Elles ont pourtant leurs fidèles, ces terres Hébridiennes. Qui se laisse prendre à leurs charmes y rêve toujours et ce n’est pas sans raison qu’un célèbre romancier voulait placer là le séjour des êtres surnaturels de la mythologie Scandinave, de ce poétique Olympe où doivent s’asseoir Ossian et Fingal. Mais pour saisir les beautés de leurs rudes paysages, il faut la tempête ou, tout au moins, l’atmosphère chargée de vapeurs à travers lesquelles filtre un rayon de ce pâle soleil du nord qui semble le reflet neigeux des régions arctiques.

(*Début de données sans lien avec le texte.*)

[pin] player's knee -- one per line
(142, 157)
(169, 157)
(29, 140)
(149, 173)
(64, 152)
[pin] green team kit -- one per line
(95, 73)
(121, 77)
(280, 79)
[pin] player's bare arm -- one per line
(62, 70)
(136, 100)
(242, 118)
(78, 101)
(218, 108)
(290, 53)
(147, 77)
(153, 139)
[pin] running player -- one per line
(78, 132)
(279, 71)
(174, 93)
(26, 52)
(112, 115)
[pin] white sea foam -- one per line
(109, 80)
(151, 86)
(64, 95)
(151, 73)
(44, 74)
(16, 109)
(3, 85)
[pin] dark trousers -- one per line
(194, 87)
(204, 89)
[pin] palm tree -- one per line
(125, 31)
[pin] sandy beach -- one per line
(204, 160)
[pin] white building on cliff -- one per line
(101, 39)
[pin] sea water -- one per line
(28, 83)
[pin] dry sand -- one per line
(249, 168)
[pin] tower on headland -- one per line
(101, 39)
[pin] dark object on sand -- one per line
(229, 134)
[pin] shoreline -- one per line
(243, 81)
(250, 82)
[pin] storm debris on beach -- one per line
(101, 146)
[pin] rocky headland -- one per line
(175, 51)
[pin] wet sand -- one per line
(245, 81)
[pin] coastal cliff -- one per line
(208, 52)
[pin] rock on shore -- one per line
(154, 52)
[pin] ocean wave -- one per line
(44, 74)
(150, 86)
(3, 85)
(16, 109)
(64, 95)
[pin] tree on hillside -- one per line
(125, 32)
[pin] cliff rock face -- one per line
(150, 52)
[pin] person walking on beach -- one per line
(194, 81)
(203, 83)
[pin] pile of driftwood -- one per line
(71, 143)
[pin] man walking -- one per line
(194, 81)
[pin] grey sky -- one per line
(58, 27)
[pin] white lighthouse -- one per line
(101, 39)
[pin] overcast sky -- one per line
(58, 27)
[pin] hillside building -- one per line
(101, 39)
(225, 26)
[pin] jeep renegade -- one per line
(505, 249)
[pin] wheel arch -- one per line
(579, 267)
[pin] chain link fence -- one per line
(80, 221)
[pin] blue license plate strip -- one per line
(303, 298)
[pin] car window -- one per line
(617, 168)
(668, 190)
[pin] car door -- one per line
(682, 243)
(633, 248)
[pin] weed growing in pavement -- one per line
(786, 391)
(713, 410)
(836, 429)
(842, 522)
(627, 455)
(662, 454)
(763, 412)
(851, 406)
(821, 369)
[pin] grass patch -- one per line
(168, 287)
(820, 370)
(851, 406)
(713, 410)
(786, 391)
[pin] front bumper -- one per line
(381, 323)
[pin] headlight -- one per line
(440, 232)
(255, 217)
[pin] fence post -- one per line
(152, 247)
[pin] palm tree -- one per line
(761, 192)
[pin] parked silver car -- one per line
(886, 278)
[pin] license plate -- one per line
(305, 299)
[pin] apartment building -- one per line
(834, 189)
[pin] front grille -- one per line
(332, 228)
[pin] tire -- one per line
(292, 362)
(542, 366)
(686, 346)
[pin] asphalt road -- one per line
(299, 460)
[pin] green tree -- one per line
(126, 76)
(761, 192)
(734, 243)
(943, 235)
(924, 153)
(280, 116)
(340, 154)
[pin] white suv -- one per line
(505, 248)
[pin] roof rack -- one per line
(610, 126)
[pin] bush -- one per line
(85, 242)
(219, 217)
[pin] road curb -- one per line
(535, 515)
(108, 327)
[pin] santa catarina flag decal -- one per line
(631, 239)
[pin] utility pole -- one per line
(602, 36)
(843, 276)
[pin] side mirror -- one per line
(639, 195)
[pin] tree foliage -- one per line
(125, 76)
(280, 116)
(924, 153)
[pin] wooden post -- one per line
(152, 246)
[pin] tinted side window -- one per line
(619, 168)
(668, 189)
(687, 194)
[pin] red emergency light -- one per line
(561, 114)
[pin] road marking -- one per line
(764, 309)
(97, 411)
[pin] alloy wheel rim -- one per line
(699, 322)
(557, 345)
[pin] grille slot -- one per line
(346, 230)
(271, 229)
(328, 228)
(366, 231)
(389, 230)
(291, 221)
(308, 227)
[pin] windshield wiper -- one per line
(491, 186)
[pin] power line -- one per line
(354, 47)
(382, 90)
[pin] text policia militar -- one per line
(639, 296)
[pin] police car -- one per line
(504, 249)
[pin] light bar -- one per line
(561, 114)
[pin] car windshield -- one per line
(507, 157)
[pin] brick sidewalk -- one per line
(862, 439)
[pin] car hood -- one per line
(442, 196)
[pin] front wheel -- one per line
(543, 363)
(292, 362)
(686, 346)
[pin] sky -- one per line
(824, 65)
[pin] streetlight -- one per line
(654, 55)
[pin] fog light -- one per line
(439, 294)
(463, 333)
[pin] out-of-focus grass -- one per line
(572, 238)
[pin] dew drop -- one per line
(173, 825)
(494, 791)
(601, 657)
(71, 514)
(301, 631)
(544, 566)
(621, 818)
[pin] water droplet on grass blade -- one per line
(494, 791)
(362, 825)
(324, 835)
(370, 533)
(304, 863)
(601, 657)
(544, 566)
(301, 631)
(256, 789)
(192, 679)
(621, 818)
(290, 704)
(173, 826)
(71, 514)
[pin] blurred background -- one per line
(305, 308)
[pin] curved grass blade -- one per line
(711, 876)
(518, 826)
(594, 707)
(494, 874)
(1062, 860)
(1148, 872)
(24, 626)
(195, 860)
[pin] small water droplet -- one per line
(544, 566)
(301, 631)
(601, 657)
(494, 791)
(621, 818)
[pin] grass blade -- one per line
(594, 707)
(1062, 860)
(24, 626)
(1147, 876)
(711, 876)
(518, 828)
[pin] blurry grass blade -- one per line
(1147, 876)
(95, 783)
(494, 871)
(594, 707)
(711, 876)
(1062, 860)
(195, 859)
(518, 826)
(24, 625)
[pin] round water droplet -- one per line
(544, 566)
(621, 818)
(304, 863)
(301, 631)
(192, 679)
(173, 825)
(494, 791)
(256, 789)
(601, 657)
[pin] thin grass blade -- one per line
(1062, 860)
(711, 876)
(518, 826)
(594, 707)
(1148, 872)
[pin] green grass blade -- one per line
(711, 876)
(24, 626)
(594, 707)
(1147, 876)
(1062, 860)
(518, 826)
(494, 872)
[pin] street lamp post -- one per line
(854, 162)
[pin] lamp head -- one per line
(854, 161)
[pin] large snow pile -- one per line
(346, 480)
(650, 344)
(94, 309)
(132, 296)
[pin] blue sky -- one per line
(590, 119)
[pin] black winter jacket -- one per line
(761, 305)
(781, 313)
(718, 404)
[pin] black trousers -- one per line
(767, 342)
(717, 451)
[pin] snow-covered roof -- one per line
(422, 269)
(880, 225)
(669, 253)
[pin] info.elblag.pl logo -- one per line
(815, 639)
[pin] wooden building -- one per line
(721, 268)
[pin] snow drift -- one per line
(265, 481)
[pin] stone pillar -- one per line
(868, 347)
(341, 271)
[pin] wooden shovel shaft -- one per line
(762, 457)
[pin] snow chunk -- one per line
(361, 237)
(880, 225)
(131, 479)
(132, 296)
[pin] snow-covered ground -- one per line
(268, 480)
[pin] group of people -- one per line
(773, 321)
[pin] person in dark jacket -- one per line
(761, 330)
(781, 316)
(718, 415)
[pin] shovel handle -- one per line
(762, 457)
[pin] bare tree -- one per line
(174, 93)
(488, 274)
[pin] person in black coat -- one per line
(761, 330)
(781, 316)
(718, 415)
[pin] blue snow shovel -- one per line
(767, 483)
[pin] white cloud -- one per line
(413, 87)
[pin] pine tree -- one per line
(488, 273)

Là s’élève cette fameuse grotte de Fingal qui excite si justement l’enthousiasme des touristes. Ses colonnes régulièrement taillées, ses saillies, ses nervures gothiques qui lui donnent l’aspect d’une cathédrale ne sont pas l’œuvre d’un architecte humain et on a peine à n’y voir qu’un coup de hasard des forces naturelles. En fait c’est la matière en fusion, qui aux premiers refroidissements du globe, s’est ainsi cristallisée en prismes de basalte. Voilà pour la science ; il faudrait maintenant emprunter à la poésie son divin langage pour en achever la description ; c’est par là que je terminerai en vous racontant la manière originale et toute Anglaise dont les voyageurs pressés parcourent en douze heures l’archipel des Hébrides, sur un petit steamer très confortable où l’on fait un excellent déjeuner aux refrains de la Mascotte ou des Cloches de Corneville.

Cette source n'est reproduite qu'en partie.